Speranza monoclonali, al via tra mille dubbi

Una nuova arma contro il Covid-19, anche se incerta e forse in ritardo. Il ministro della Salute Roberto Speranza ha dato il via libera alla distribuzione in via straordinaria degli anticorpi monoclonali

Speranza monoclonali, al via tra mille dubbi

Una nuova arma contro il Covid-19, anche se incerta e forse in ritardo.
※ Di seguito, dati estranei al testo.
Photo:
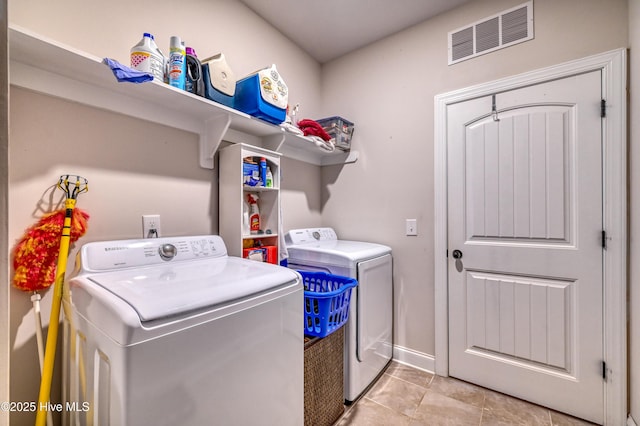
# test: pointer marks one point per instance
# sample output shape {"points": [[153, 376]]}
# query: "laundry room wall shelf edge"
{"points": [[49, 67]]}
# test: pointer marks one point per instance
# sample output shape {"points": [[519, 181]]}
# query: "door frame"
{"points": [[613, 65]]}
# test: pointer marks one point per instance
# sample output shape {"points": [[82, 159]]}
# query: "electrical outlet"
{"points": [[150, 226], [412, 227]]}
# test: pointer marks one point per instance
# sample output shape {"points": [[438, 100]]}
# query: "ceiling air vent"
{"points": [[495, 32]]}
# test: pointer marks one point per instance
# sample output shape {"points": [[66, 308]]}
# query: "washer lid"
{"points": [[162, 291], [336, 252]]}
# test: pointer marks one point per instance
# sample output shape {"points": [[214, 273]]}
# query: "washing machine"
{"points": [[173, 331], [368, 341]]}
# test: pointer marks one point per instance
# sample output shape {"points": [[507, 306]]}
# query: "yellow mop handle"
{"points": [[54, 320]]}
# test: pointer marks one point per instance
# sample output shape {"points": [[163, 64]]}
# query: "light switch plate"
{"points": [[412, 227]]}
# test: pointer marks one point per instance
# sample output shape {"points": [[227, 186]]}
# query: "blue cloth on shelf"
{"points": [[124, 73]]}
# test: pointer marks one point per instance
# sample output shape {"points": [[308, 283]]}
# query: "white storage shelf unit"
{"points": [[48, 67], [233, 193]]}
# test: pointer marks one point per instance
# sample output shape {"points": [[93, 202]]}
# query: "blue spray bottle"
{"points": [[176, 63]]}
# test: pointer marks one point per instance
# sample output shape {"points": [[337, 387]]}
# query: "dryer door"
{"points": [[374, 312]]}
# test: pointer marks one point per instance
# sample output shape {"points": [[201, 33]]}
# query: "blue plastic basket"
{"points": [[326, 302]]}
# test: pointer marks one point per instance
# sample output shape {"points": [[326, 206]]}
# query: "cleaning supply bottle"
{"points": [[263, 171], [269, 178], [254, 214], [176, 63], [246, 229], [194, 82], [147, 57]]}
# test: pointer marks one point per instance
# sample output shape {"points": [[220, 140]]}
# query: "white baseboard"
{"points": [[413, 358]]}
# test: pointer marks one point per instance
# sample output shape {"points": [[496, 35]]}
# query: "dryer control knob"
{"points": [[167, 251]]}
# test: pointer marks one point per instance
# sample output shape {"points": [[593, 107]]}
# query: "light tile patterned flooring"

Il ministro della Salute Roberto Speranza ha dato il via libera alla distribuzione in via straordinaria degli anticorpi monoclonali, firmando un decreto che accoglie le indicazioni parzialmente positive dell'Agenzia italiana del farmaco, secondo cui la loro efficacia è ancora incerta ma comunque vale la pena provare, e del Consiglio superiore di sanità, autorizzandone l'uso in determinate condizioni cliniche. Una novità accolta con un certo sollievo dalla comunità scientifica, che spera che questo sentiero aiuti ad alleggerire il sistema sanitario visto che la strada maestra del vaccino è ingolfata.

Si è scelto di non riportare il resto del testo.